Meskipun demikian, pasangan ini tetap memiliki cara tersendiri untuk menandai ikatan suci mereka.
"Tapi mereka akan punya sesuatu untuk menandakan bahwa mereka telah terikat satu sama lain," lanjutnya.
Sebagai putri dari campuran budaya Indonesia dan Amerika, Stephanie memilih untuk menampilkan identitas keduanya melalui busana yang dikenakan saat pernikahan.
"Stephanie sengaja memadukan busananya antara Indonesia dan Amerika secara dia adalah anak campuran kedua negara tersebut," tutur Titi DJ.
Padu padan gaya itu menciptakan tampilan unik namun tetap anggun.
BACA JUGA:
"Dia memakai atasan kebaya white lace, dan kain tenun ikat, dipadukan dengan cowboy boots berwarna biru muda," jelas Titi.
Busana keluarga pun turut menyesuaikan konsep etnik modern yang diusung Stephanie.
"Aku, Salmaa dan Salwaa memakai kebaya dan kain modern, Daffa memakai kemeja semi ethnic Indonesia," bebernya.
Sedangkan pihak keluarga dari pasangan Stephanie tampil dalam balutan yang lebih kasual namun tetap elegan.
"Sedangkan Asher dan keluarga memakai setelan casual rapih," pungkasnya.

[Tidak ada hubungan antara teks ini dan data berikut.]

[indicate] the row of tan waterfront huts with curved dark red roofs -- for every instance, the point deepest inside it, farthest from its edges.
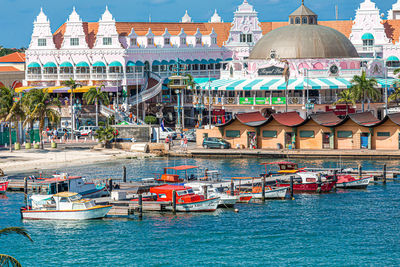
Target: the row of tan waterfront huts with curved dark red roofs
(317, 131)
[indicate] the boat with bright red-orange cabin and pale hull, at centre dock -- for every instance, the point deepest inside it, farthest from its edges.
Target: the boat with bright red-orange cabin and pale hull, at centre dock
(186, 199)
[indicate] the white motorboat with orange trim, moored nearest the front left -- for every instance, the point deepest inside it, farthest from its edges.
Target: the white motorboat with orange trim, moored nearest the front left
(63, 206)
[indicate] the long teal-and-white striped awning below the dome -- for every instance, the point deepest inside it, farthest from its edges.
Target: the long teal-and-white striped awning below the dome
(277, 83)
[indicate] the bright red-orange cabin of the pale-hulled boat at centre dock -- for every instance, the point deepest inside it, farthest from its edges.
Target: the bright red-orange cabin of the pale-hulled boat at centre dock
(184, 194)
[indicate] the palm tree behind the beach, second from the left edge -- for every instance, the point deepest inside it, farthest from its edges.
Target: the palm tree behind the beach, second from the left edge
(43, 107)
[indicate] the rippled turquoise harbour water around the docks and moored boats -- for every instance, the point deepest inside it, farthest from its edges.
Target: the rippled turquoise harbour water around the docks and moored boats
(347, 228)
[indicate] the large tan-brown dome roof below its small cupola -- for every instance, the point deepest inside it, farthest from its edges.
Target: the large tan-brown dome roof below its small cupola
(303, 42)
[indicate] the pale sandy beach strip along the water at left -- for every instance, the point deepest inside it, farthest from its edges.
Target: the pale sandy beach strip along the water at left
(23, 161)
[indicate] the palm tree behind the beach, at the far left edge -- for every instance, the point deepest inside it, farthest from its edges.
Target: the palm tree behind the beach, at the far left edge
(10, 111)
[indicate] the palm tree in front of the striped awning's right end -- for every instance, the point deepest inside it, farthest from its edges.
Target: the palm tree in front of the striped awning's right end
(364, 88)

Sebelumnya, Titi DJ mengungkapkan kalau putrinya itu resmi menikah dengan Asher Novkov-Bloom pada Sabtu, 30 Mei kemarin di Beverly Hills Courthous, Los Angeles, USA dan dihadiri oleh keluarga inti.
Rencana Stephanie akan mengadakan resepsi pernikahan di Indonesia pada bulan Juli atau Agustus.